2. Misapplying the Multiplication Rule. A common error is writing $P(A\cap B)=P(A)\times P(B)$ for all events. This formula only holds if $A$ and $B$ are independent. If they are not independent, you must use $P(A\cap B)=P(A|B)\times P(B)$.
3. Misinterpreting Conditional Probability. $P(A|B)$ is not the same as $P(B|A)$. For example, the probability of having a rare disease given a positive test $P(Disease|Positive)$ is very different from the probability of a positive test given the disease $P(Positive|Disease)$. Failing to distinguish these is known as the prosecutor's fallacy.
4. Forgetting to Check the "Given" Condition.
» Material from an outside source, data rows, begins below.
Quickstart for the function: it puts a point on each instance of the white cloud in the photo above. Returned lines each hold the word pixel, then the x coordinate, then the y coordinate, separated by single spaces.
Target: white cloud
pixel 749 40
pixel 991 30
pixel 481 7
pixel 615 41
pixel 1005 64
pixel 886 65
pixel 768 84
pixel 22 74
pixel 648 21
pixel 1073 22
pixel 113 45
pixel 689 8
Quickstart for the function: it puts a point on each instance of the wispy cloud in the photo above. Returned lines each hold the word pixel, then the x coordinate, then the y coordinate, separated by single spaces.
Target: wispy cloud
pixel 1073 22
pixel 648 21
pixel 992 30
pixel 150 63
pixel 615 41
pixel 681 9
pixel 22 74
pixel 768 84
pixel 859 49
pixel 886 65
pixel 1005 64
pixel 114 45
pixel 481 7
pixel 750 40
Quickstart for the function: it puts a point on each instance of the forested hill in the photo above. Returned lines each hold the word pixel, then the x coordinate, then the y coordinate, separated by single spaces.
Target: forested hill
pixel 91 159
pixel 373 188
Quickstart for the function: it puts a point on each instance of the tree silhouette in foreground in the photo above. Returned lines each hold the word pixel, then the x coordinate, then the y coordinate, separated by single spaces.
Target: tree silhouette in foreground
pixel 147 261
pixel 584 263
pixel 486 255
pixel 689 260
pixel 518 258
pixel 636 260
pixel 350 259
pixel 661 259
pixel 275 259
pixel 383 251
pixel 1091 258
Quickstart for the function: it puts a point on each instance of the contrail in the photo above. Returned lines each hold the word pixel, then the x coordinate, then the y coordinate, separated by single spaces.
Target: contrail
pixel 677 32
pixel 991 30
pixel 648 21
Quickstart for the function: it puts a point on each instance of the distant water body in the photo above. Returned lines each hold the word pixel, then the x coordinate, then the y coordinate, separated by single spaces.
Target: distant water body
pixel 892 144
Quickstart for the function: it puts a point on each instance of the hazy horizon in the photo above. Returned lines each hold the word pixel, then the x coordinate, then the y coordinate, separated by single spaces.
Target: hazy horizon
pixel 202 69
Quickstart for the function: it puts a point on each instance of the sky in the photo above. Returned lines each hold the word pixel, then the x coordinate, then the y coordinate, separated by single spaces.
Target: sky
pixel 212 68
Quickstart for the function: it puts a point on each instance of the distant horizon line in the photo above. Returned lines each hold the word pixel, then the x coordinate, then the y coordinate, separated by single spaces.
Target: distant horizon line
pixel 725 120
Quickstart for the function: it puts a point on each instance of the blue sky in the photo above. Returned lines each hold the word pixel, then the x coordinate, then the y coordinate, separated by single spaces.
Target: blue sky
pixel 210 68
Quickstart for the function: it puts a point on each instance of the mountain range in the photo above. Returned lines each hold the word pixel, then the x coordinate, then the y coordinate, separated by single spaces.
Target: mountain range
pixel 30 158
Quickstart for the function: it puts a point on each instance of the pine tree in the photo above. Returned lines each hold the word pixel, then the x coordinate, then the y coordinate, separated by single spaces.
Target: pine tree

When calculating a conditional probability $P(A|B)$, you must remember that your world has shrunk to the event $B$. All probabilities in that calculation must be consistent with that restricted sample space.

Summary

• The sample space defines all possible outcomes, and probability axioms provide the logical rules all calculations must follow.
• Venn diagrams help visualize unions and intersections of events, while tree diagrams are essential for modeling sequential processes.
• Mutually exclusive events cannot co-occur ($P(A\cap B)=0$), while independent events do not influence each other's likelihood ($P(A\cap B)=P(A)P(B)$).
• Conditional probability, $P(A|B)$, measures the probability of $A$ within the context of $B$ occurring. Its proper application is key to solving complex problems.
• At HL, Bayes' theorem provides a formal method for updating the probability of a hypothesis based on new evidence, reversing the condition in a probability statement.